Get specific string line from file bash

I have a file with this kind of text with pattern
[{"foo":"bar:baz:foo*","bar*":"baz*","etc":"etc"},
{"foo2":"bar2:baz2:foo2*","bar2*":"baz2*","etc":"etc"},
{"foo3":"bar3:baz3:foo3*","bar3*":"baz3*","etc":"etc"},
{"foo4":"bar4:baz4:foo4*","bar4*":"baz4*","etc":"etc"}]
I need to take every string like this
{"foo":"bar:baz:foo*","bar*":"baz*","etc":"etc"} and send each of them to some url via curl
for i in text.txt
do (awk,sed,grep etc)
then curl $string
I can't figure out how to get the desired lines properly from the file without unnecessary symbols
I suggest that you can use jq to process your json file. jq is capable of reading json, and formatting output. Here's an example jq script to process your json file (which I unimaginatively call 'jsonfile'):
jq -r '.[] | "curl -d '\'' \(.) '\'' http://restful.com/api " ' jsonfile
Here's the output:
curl -d ' {"foo":"bar:baz:foo*","bar*":"baz*","etc":"etc"} ' http://restful.com/api
curl -d ' {"foo2":"bar2:baz2:foo2*","bar2*":"baz2*","etc":"etc"} ' http://restful.com/api
curl -d ' {"foo3":"bar3:baz3:foo3*","bar3*":"baz3*","etc":"etc"} ' http://restful.com/api
curl -d ' {"foo4":"bar4:baz4:foo4*","bar4*":"baz4*","etc":"etc"} ' http://restful.com/api
Here's what's going on:
We pass three arguments to the jq program: jq -r <script> <inputfile>.
The -r tells jq to output the results in raw format (that is, please don't escape quotes and stuff).
The script looks like this:
.[] | "some string \(.)"
The first . means take the whole json structure and the [] means iterate through each array element in the structure. The | is a filter that processes each element in the array. The filter is to output a string.

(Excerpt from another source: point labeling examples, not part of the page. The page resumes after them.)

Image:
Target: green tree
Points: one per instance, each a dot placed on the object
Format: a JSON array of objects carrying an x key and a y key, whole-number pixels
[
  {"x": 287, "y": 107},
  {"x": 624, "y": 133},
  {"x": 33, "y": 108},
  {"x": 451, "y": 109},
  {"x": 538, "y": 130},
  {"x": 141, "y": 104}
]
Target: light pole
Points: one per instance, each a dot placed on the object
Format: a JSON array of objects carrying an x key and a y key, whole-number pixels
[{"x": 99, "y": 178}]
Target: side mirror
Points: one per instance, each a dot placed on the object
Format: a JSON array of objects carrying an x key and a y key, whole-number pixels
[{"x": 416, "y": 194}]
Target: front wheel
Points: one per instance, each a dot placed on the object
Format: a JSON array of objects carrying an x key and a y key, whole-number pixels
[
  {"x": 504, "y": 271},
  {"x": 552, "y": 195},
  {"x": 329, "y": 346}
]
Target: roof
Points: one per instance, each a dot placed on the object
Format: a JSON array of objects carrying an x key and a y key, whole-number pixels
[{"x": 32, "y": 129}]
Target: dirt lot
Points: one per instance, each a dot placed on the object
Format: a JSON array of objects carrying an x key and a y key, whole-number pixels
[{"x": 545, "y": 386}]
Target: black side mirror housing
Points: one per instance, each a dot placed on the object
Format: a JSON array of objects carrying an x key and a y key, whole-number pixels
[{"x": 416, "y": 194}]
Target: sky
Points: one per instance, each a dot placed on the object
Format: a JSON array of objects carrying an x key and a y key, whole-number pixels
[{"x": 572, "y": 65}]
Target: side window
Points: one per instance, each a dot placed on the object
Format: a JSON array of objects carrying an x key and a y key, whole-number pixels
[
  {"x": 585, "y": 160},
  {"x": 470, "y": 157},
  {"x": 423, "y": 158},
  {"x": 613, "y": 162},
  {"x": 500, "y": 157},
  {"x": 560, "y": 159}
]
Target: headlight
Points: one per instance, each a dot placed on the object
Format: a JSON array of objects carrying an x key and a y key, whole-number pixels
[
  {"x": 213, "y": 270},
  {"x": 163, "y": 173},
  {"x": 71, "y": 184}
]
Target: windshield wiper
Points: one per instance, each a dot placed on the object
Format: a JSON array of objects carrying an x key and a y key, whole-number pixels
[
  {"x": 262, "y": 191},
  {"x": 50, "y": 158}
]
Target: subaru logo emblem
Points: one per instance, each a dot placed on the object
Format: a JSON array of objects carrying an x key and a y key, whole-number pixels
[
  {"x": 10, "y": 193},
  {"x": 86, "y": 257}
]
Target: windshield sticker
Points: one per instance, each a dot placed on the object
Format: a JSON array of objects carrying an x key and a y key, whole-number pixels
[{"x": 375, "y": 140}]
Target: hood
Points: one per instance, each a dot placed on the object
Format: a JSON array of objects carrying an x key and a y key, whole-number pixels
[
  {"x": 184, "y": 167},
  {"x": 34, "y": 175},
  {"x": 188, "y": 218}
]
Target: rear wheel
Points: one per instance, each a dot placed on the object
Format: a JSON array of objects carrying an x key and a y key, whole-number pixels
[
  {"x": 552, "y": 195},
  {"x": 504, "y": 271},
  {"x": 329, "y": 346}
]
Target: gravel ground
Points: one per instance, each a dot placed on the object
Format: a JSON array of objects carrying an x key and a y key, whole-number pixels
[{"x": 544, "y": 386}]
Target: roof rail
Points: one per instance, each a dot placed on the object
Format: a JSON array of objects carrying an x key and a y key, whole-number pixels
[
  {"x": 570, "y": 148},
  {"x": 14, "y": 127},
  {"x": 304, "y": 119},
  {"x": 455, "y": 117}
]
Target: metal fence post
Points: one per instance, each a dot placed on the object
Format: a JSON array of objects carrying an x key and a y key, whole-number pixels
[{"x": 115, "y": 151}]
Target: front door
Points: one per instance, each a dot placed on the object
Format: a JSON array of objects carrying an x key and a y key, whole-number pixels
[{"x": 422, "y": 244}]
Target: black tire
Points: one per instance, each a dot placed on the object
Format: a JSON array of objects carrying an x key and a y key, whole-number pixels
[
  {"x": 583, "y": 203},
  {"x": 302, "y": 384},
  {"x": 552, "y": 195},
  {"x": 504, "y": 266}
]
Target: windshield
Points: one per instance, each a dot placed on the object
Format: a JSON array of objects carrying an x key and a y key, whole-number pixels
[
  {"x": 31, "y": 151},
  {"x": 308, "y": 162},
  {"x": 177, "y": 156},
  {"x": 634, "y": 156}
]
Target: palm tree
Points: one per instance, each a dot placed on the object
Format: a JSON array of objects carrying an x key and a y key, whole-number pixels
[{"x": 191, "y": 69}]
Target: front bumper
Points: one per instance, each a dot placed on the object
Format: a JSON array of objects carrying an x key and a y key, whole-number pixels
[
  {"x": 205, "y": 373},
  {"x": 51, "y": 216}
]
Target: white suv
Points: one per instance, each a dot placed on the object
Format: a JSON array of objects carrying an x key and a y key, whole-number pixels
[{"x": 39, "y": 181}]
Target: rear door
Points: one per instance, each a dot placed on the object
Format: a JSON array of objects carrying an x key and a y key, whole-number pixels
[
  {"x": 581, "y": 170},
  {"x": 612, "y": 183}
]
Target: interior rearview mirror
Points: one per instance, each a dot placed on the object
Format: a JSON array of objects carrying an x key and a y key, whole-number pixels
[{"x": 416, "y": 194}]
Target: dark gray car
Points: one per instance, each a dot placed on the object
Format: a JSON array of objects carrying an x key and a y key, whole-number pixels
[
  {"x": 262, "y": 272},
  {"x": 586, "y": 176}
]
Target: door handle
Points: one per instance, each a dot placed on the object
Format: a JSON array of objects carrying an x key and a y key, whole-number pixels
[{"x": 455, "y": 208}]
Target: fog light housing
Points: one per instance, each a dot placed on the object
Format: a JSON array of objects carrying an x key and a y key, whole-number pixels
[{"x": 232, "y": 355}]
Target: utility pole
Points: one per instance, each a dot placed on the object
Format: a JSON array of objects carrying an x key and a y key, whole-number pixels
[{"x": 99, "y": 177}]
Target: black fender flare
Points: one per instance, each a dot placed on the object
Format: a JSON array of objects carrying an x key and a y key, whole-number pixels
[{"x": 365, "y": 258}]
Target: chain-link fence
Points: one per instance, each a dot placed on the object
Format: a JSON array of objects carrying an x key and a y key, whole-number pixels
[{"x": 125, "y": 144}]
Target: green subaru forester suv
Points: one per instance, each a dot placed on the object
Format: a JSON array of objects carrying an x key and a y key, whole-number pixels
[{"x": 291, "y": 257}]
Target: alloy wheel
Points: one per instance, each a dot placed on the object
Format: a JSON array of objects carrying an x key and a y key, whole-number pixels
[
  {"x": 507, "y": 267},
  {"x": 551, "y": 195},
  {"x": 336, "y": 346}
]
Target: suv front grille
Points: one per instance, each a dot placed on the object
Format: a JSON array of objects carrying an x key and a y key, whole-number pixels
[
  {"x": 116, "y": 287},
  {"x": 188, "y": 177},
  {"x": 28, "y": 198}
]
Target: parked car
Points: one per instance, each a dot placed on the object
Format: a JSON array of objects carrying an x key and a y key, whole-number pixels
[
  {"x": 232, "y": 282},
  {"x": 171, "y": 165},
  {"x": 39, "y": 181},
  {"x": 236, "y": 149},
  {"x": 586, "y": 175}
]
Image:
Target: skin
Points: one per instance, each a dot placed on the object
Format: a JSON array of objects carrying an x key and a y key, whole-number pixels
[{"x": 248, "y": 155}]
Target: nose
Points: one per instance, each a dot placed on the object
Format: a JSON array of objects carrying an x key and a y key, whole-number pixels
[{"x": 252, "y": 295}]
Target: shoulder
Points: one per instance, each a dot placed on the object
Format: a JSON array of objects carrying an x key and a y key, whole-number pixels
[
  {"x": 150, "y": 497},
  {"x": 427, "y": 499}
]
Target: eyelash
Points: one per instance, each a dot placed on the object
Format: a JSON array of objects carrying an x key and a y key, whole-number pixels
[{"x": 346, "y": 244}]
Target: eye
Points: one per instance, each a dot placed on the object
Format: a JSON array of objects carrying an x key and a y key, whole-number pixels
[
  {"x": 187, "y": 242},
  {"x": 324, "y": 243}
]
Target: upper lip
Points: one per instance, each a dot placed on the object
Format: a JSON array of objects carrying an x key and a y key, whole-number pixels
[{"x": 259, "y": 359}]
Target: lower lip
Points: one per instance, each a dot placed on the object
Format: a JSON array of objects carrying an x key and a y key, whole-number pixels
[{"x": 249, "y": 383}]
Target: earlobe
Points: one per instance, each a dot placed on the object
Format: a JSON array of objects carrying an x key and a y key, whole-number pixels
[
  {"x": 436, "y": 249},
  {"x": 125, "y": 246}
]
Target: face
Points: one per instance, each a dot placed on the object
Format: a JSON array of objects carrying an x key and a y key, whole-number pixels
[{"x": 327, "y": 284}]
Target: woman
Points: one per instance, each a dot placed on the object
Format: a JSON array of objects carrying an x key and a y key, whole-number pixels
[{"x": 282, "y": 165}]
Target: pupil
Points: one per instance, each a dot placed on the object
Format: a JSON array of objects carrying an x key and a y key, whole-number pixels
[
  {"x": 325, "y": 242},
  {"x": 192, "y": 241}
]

We are using \(.) to interpolate the whole element passed into the | filter.
Wow... I've never really explained a jq script before (and it shows). But the crux of it is, we are using jq to find each element in the json array and insert it into a string. Our string is this:
curl -d '<the json dictionary array element>' http://restful.com/api
Ok. And you see the output. It works. But wait a second, we only have output. Let's tell the shell to run each line like this:
jq -r '.[] | "curl -d '\'' \(.) '\'' http://restful.com/api " ' jsonfile | bash
By piping the output to bash, we execute each line that we output. Essentially, we are writing a bash script with jq to curl http://restful.com/api passing the json element as the -d data parameter to POST the json element.
Revisiting for single quote issue
#oguz ismail pointed out that bash will explode if there is a single quote in the json input file. This is true. We can avoid the quote by escaping, but we gain more complexity - making this a non-ideal approach.

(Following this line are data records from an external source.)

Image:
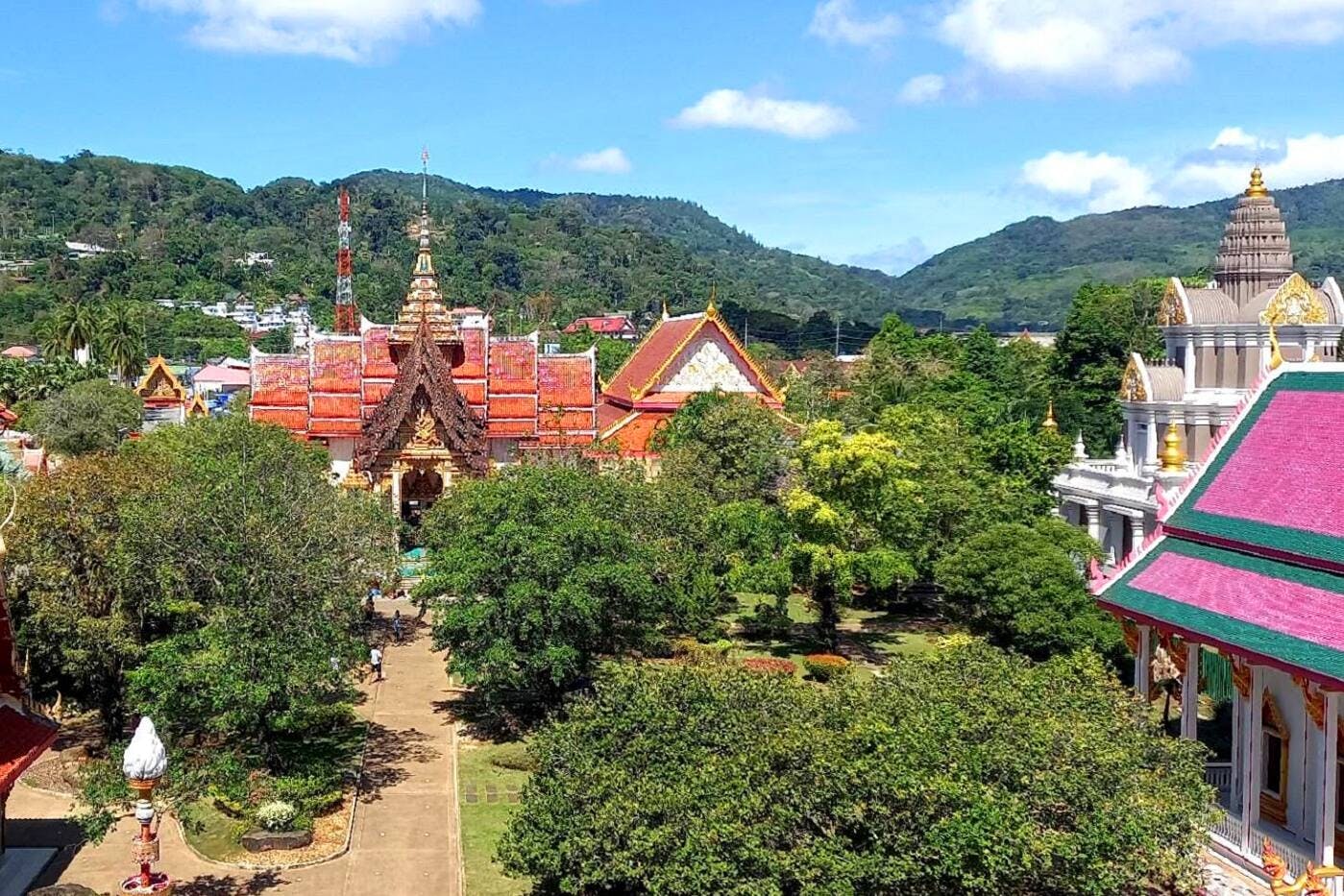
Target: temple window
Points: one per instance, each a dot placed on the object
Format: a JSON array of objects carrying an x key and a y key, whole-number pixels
[{"x": 1274, "y": 741}]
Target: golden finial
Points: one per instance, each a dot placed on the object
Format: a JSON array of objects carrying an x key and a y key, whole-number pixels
[
  {"x": 1050, "y": 418},
  {"x": 1257, "y": 187},
  {"x": 1174, "y": 458}
]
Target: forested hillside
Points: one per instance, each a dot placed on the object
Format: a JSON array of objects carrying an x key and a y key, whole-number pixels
[
  {"x": 1031, "y": 270},
  {"x": 525, "y": 254}
]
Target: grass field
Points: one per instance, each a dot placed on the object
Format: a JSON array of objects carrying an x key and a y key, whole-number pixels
[{"x": 484, "y": 821}]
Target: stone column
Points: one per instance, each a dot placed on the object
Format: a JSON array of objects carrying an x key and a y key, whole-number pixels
[
  {"x": 1189, "y": 693},
  {"x": 1093, "y": 512},
  {"x": 1144, "y": 663},
  {"x": 1189, "y": 364},
  {"x": 1151, "y": 444},
  {"x": 1328, "y": 782}
]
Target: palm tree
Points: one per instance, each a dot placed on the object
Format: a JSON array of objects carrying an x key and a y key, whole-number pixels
[
  {"x": 77, "y": 326},
  {"x": 121, "y": 337}
]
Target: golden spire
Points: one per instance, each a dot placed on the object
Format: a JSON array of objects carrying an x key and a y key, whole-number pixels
[
  {"x": 1050, "y": 418},
  {"x": 1174, "y": 458},
  {"x": 1257, "y": 187}
]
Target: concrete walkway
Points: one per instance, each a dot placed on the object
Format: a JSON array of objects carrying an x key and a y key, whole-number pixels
[{"x": 406, "y": 826}]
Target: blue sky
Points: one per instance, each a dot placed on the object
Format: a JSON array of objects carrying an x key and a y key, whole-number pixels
[{"x": 862, "y": 131}]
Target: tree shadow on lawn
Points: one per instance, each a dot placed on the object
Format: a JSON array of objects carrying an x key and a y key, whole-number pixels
[{"x": 387, "y": 757}]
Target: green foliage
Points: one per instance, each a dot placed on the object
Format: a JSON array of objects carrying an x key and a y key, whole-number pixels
[
  {"x": 964, "y": 770},
  {"x": 730, "y": 447},
  {"x": 1024, "y": 590},
  {"x": 551, "y": 567},
  {"x": 87, "y": 417},
  {"x": 1104, "y": 327}
]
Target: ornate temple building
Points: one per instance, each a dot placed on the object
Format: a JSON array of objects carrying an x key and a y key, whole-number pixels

Here's the problem input (I just inserted a single quote):
[{"foo":"bar:'baz:foo*","bar*":"baz*","etc":"etc"},
{"foo2":"bar2:baz2:foo2*","bar2*":"baz2*","etc":"etc"},
{"foo3":"bar3:baz3:foo3*","bar3*":"baz3*","etc":"etc"},
{"foo4":"bar4:baz4:foo4*","bar4*":"baz4*","etc":"etc"}]

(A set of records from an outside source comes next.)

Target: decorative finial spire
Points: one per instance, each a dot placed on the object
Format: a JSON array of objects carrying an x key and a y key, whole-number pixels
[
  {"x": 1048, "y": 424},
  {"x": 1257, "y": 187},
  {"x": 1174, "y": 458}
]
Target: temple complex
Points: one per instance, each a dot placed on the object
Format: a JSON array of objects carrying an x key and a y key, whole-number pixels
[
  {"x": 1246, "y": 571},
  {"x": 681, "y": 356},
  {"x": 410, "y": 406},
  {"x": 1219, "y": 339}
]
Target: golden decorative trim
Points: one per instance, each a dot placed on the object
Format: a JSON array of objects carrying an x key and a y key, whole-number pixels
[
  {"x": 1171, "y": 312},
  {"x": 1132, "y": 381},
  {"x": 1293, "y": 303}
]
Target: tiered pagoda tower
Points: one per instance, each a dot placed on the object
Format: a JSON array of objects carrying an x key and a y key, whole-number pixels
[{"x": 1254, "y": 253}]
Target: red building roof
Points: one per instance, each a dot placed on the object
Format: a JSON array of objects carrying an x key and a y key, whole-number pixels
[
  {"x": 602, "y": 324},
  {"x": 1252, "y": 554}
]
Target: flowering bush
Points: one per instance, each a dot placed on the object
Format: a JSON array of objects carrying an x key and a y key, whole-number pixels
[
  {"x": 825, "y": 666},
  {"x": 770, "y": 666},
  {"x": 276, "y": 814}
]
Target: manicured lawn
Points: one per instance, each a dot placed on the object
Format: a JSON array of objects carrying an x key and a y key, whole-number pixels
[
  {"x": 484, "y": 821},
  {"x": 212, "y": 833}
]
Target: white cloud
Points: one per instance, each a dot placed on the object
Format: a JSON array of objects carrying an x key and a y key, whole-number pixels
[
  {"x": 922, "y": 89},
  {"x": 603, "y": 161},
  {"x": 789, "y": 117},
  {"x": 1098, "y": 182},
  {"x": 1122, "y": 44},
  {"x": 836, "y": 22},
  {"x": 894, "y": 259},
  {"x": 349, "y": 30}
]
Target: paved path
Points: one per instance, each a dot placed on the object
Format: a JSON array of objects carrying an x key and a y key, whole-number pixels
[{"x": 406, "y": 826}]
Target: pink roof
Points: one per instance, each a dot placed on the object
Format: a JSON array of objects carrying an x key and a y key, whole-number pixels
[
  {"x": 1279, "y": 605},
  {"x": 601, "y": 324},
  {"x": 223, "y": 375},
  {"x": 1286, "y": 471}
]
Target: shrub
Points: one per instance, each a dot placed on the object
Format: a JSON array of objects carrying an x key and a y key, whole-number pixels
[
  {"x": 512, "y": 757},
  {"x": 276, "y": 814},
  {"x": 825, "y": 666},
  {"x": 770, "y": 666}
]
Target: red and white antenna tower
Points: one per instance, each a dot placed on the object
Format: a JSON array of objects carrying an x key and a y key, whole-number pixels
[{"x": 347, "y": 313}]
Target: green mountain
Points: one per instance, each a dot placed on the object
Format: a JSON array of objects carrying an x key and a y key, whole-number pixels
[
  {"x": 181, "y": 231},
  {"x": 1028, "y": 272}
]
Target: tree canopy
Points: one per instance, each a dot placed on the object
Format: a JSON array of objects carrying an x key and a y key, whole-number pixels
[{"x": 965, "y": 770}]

Notice above that baz is now 'baz. The problem is that a single single quote makes the bash shell complain about unmatched quotes:
$ jq -r '.[] | "curl -d '\'' \(.) '\'' http://restful.com/api " ' jsonfile | bash
bash: line 4: unexpected EOF while looking for matching `"'
bash: line 5: syntax error: unexpected end of file
Here's the solution:
$ jq -r $'.[] | "\(.)" | gsub( "\'" ; "\\\\\'" ) | "echo $\'\(.)\'" ' jsonfile | bash
{"foo":"bar'baz:foo*","bar*":"baz*","etc":"etc"}
{"foo2":"bar2:baz2:foo2*","bar2*":"baz2*","etc":"etc"}
{"foo3":"bar3:baz3:foo3*","bar3*":"baz3*","etc":"etc"}
{"foo4":"bar4:baz4:foo4*","bar4*":"baz4*","etc":"etc"}
Above I am using $'' to quote the jq script. This allows me to escape single quotes using '. I've also changed the curl command to echo so I can test the bash script without bothering the folks at http://restful.com/api.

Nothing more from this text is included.